Results. The analysis of the answers to the administered questionnaires showed that 13.04% of patients had moderate and severe symptoms of depression, 54.03% presented moderate to severe anxiety disorder, and 29,89% had important levels of perceived stress. Married patients tend to go to medical consultations during the first three months (66.6%), whereas only 10.5% of them wait for longer than one year, while the divorced, unmarried or widowed patients tend to present at the doctor’s office after three months.
Conclusions. This study shows that marital status, presence of children in the family, anxiety and coping strategies are a part of the characteristics that influence the swiftness with which a cancer diagnosis can be established in male patients. Marital status and the presence of children in the family have a positive impact on the duration of time needed to get medical attention, whereas anxiety and several coping strategies determine a longer waiting period.
anxiety, depression, stress, emotional withdrawal, cancer, male
Introducere. În prezent, există puţine studii în literatura de specialitate care analizează impactul asocierii dintre tulburările psihiatrice şi factorii sociali în momentul primei adresări la medic a pacientului oncologic, rezultând un prognostic nefavorabil.

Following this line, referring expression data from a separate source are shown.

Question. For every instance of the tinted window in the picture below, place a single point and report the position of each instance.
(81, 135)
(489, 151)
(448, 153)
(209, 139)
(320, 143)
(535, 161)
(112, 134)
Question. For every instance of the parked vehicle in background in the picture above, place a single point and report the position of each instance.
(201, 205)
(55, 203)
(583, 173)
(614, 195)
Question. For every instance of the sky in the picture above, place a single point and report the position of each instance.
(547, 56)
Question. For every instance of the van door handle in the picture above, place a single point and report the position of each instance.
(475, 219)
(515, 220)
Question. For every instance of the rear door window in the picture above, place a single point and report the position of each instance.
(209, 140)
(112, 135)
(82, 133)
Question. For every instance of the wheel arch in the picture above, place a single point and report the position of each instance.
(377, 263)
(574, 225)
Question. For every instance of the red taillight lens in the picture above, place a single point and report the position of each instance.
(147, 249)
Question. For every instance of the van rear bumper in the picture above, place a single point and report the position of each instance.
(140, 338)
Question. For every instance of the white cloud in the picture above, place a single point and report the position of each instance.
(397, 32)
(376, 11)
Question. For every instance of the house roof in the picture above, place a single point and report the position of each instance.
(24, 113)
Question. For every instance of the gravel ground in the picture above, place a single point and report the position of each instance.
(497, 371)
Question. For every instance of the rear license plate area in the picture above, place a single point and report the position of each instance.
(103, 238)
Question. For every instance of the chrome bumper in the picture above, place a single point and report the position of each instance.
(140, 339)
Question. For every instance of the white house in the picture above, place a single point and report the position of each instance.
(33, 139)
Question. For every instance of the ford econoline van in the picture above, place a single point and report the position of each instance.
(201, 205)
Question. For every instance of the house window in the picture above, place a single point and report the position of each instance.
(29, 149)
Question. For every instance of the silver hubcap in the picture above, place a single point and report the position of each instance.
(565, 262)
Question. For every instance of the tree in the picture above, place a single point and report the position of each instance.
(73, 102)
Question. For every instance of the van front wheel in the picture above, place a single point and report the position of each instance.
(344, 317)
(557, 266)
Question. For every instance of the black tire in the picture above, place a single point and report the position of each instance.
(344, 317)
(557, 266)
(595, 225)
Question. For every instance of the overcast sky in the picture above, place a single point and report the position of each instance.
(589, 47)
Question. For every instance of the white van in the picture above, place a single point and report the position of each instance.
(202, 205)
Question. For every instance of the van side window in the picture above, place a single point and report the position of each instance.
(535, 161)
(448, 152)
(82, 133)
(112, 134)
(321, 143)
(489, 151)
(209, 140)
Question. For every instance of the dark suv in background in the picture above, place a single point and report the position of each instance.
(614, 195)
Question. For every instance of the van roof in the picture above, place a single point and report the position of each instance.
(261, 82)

Obiective. Evaluarea comorbidităţilor psihiatrice şi a factorilor sociali care influenţează diagnosticul tardiv la pacienţii de sex masculin cu cancer.
Metodologie. O baterie de teste a fost aplicată la un număr de 87 de pacienţi oncologici de sex masculin, diagnosticaţi cu diferite tipuri de cancer, aflaţi sub tratament în cadrul Departamentului de oncologie al Spitalului Clinic CF2 din Bucureşti. Nivelul încrederii în sine a fost evaluat cu ajutorul Scalei Rosenberg a Stimei de Sine. Mecanismele de coping au fost investigate folosind chestionarul de evaluare a copingului cognitiv-emoţional. Criteriile de includere pentru acest studiu au fost: genul, vârsta, confirmarea histopatologică a diagnosticului de cancer şi cel puţin un tip de terapie oncologică realizată.

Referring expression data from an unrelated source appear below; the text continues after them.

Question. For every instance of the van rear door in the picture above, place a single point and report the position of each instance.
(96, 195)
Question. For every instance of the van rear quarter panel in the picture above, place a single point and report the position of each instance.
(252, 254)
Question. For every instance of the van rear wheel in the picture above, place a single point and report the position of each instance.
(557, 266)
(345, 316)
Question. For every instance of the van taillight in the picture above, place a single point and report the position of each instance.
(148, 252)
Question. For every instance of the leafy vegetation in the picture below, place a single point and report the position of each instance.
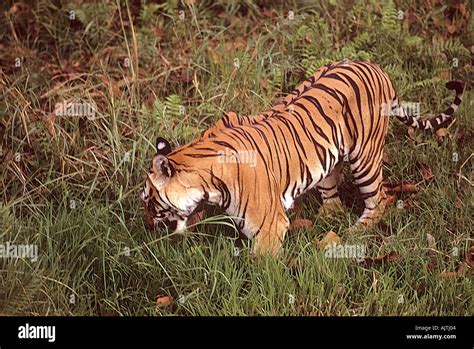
(70, 183)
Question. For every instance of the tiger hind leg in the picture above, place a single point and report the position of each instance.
(328, 188)
(367, 173)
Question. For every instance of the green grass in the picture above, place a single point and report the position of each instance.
(73, 191)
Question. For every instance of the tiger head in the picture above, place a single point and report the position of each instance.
(170, 195)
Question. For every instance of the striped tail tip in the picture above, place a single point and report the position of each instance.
(455, 85)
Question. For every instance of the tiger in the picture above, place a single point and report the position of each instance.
(339, 113)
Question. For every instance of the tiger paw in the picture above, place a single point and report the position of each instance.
(331, 207)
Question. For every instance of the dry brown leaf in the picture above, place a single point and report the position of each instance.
(411, 133)
(441, 133)
(470, 257)
(431, 241)
(458, 202)
(385, 158)
(164, 300)
(443, 74)
(448, 275)
(388, 258)
(196, 218)
(49, 123)
(426, 171)
(330, 238)
(404, 187)
(301, 224)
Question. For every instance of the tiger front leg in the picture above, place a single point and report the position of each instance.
(268, 239)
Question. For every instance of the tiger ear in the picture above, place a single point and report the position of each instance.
(162, 167)
(163, 147)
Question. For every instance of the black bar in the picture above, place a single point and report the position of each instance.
(364, 332)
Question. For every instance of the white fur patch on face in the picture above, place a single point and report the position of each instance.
(181, 226)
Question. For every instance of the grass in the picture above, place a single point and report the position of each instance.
(70, 184)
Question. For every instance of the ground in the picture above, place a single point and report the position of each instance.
(87, 88)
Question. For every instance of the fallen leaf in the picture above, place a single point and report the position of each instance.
(164, 300)
(441, 133)
(330, 238)
(426, 171)
(392, 256)
(404, 187)
(195, 218)
(411, 133)
(432, 264)
(470, 257)
(448, 275)
(301, 224)
(462, 269)
(431, 241)
(458, 202)
(385, 158)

Rezultate. Analiza răspunsurilor la chestionarele aplicate a arătat că 13,04% dintre pacienţi au prezentat simptome moderate sau severe de depresie, 54,03% au prezentat tulburare de anxietate moderată până la severă, iar 29,89% au avut niveluri importante ale stresului perceput. Pacienţii căsătoriţi au tendinţa de a merge la consult medical în primele trei luni (66,6%), iar 10,5% aşteaptă pentru mai mult de un an. Pacienţii divorţaţi, necăsătoriţi sau văduvi tind să se prezinte la cabinetul medical după trei luni.

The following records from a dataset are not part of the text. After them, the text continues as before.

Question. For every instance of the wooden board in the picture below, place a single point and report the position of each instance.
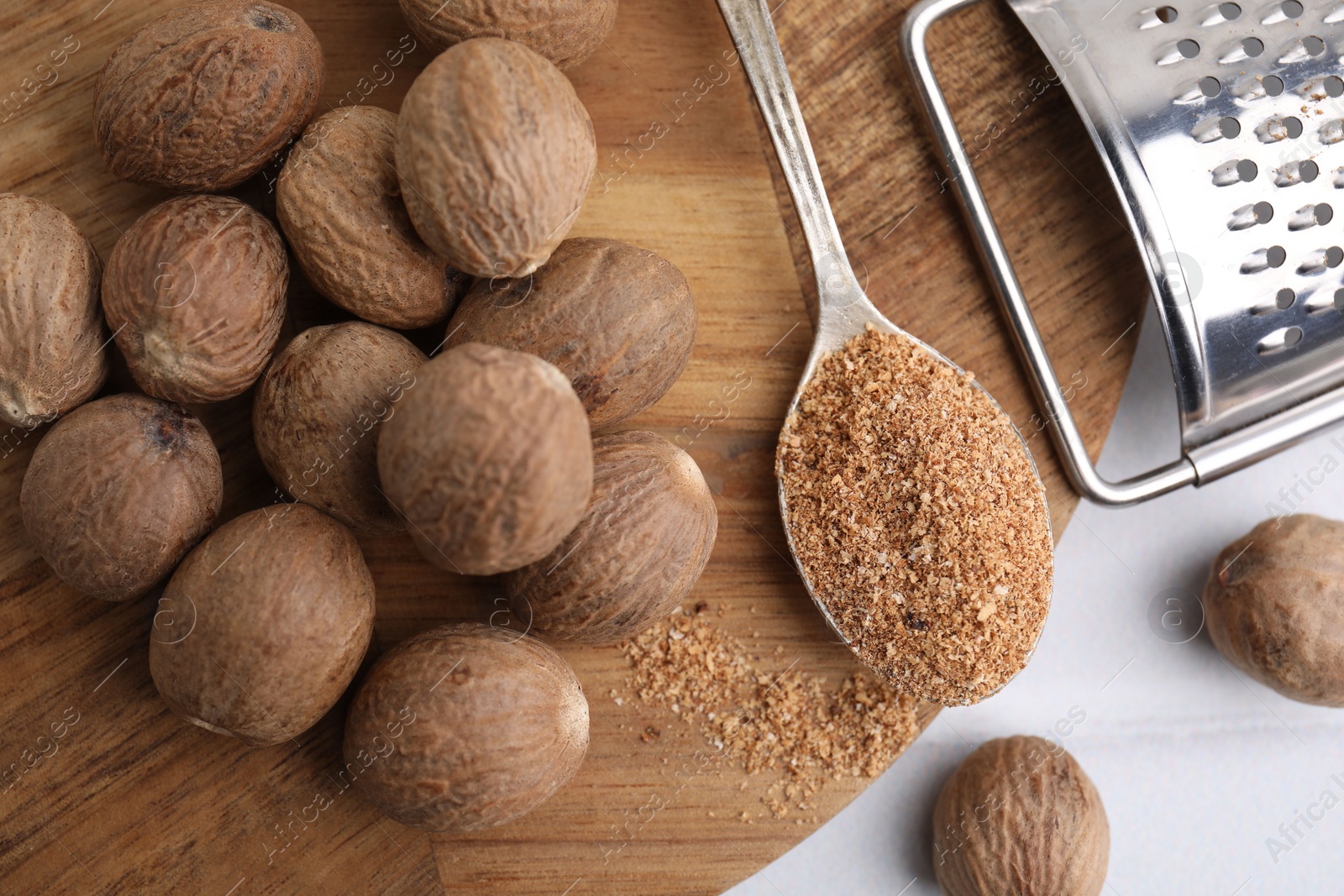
(134, 801)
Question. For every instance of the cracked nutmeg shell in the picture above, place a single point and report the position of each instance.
(488, 458)
(340, 207)
(318, 412)
(195, 295)
(53, 342)
(1021, 817)
(1274, 606)
(564, 31)
(495, 154)
(118, 492)
(264, 625)
(617, 320)
(465, 727)
(638, 553)
(201, 98)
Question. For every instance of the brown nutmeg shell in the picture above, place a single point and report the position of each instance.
(118, 490)
(638, 550)
(1018, 817)
(195, 295)
(340, 206)
(206, 94)
(1274, 606)
(488, 458)
(53, 342)
(270, 617)
(495, 154)
(318, 414)
(465, 727)
(617, 320)
(564, 31)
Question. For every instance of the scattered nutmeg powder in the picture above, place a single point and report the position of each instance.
(786, 723)
(917, 519)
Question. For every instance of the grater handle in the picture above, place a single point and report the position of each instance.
(1068, 441)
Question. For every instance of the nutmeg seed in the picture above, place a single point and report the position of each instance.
(564, 31)
(53, 342)
(195, 293)
(206, 94)
(118, 490)
(617, 320)
(1274, 606)
(270, 618)
(340, 207)
(488, 458)
(318, 414)
(1021, 817)
(465, 727)
(495, 154)
(638, 553)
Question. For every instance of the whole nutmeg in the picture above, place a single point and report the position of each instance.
(118, 490)
(264, 625)
(1274, 606)
(53, 343)
(318, 414)
(465, 727)
(195, 295)
(488, 458)
(617, 320)
(1019, 817)
(564, 31)
(495, 154)
(206, 94)
(636, 553)
(340, 207)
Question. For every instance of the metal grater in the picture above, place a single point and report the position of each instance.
(1222, 128)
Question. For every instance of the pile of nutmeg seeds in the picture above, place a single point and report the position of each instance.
(452, 214)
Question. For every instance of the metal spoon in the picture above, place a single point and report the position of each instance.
(844, 309)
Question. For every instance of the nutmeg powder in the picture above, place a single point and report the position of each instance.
(785, 723)
(918, 519)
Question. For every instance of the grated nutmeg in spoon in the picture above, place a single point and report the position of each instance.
(909, 499)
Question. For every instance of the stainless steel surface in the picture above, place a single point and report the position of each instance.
(844, 309)
(1220, 125)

Concluzii. Acest studiu arată că starea civilă, prezenţa copiilor în familie, anxietatea şi strategiile de coping fac parte din factorii care influenţează rapiditatea cu care se poate stabili un diagnostic de cancer la pacienţii de sex masculin. Starea civilă şi prezenţa copiilor în familie au un impact pozitiv asupra duratei de timp necesare pentru a solicita asistenţă medicală.
The incidence and mortality of male cancer patients have higher rates than in women (512.1 versus 418.5, respectively 204 versus 143.4). The oncological sites with the highest death rates are lung, prostate and the colorectal area, which accounts for 42% of all cancers in men(1). At present, there are very few studies in the scientific literature that analyze the impact of the association between psychiatric disorders and social factors at the time of the first medical consultation of the oncologic patient, resulting in a less favorable diagnosis. One possible cause for the high mortality rate observed in male cancer patients is the late diagnosis determined by either a lack of screening and prevention programs implemented in the medical system, as well as by limited access to modern diagnostic methods, or by the late presentation to the doctor’s office of the patients, due to psychosocial factors such as poor coping mechanisms, depression, severe anxiety and social status(2-8). Psychiatric comorbidities lead to high morbidity and mortality rates in cancer patients(9-10). One possible explanation for this finding could be a lack of participation in cancer screening programs, either due to an avoidance of medical staff on the part of the patient, or due to a limited capacity to follow the medical recommendations(11). This study aimed to find associations between delayed diagnosis in male cancer patients and a variety of sociopsychological and medical characteristics, including psychiatric comorbidities.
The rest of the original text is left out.